As well as him not coming back, I have a lot of friends here that are leaving due to the ‘right-sizing’ of the embassy and their own positions being eliminated.   Since I arrived before the military left Iraq, I’ve seen quite a few changes around here.  It’s a never-ending change – you go on vacation and so many things are different in the short span of a few weeks when you return.  But I think the changes going on right now are some of the most drastic that I’ve seen in my time here.  It almost makes me want to leave early too…but four months should go by fast, especially with two more trips out before I go.  It’ll be over before I know it.  Right?


Thanksgiving

Well, I’ve been here over two months now, and soon I’ll be going on my first regional rest break.  What this means is that they will fly me to Amman – where I go from there is up to me.  So, I’m going to Turkey for Turkey Day!  A few thoughts and impressions on my first two months in Iraq – there is one experience that sticks out in my mind.  When I was in Kirkuk, there was a group of Iraqi women that came in to talk via video to American women in their same profession.  They were amazed at some of the things they learned.  One point that shocked me a bit was that they were surprised to learn that in America, it is illegal for husbands to beat their wives.  Can you imagine?  It was like a dagger to my chest, that people would think this is okay – it made me want to get involved, to spread the word that THIS IS NOT OKAY, not in Iraq, not anywhere.

As I was escorting some of the women to the exit point, they were asking me about myself.  They asked if I went to university, and asked me what I majored in.  I told them I majored in theater.  This again intrigued them, as they told me that all the arts programs at universities were shut down – Iraq’s Education Ministry has banned all theater and music classes.  This saddens me – how does a country expect to pull itself out of this battle when you stifle creativity?  Without creativity, you have no innovation, and no hope of moving forward into the present and the future.  It pains me and makes me want to do what I can do to change this. I want to let people know that they don’t have to stand for it, that they can effect change.  I want them to know they have options, that they can be who they want to be.

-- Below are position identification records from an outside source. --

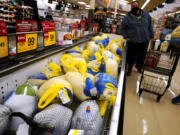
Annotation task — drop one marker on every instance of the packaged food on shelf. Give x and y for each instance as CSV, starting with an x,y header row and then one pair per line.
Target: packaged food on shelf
x,y
56,117
23,100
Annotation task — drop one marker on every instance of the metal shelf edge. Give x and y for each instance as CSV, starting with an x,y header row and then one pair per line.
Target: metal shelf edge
x,y
114,124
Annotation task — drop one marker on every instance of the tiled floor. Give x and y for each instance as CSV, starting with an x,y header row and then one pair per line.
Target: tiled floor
x,y
144,116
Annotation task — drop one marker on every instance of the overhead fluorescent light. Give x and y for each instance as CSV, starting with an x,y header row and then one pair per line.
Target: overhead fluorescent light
x,y
82,3
147,1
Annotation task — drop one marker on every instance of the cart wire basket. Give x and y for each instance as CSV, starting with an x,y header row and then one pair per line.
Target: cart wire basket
x,y
158,70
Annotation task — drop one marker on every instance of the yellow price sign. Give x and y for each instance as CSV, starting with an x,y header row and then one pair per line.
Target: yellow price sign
x,y
26,42
3,46
49,38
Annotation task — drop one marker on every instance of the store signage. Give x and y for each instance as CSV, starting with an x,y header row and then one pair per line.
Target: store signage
x,y
26,25
49,33
49,38
3,46
3,27
74,31
82,28
48,26
26,42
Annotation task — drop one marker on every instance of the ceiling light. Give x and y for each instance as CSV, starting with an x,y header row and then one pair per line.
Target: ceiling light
x,y
147,1
82,3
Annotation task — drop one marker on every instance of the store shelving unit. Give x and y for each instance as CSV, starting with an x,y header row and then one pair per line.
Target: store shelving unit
x,y
13,75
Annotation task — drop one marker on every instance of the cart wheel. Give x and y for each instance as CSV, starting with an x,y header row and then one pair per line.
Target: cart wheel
x,y
158,98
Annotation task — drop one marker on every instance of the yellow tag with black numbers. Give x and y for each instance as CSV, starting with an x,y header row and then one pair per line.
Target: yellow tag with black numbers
x,y
26,42
49,38
3,46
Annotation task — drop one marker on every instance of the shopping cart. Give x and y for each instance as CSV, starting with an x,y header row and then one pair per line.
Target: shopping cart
x,y
158,70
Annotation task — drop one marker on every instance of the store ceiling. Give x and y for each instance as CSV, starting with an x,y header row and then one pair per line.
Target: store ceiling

Through all of this, and because of all of this, it makes me grateful to be an American.  Being here in Iraq makes me treasure these freedoms we take for granted in the United States.  These rights we have fought for over the years – as women, as artists, as people – they are precious.  Recently I went to the Marine Ball here, where they played the national anthem.  One of my friends took a picture of me from across the room, all dressed up in my finest, solemnly with my hand over my heart, thankful that I’m an American.  It’s a reminder that patriotism isn’t just on the Fourth of July.  I’m proud to be an American.  On this Thanksgiving, I’m thankful to be where I am, and to have the freedom to be who I am.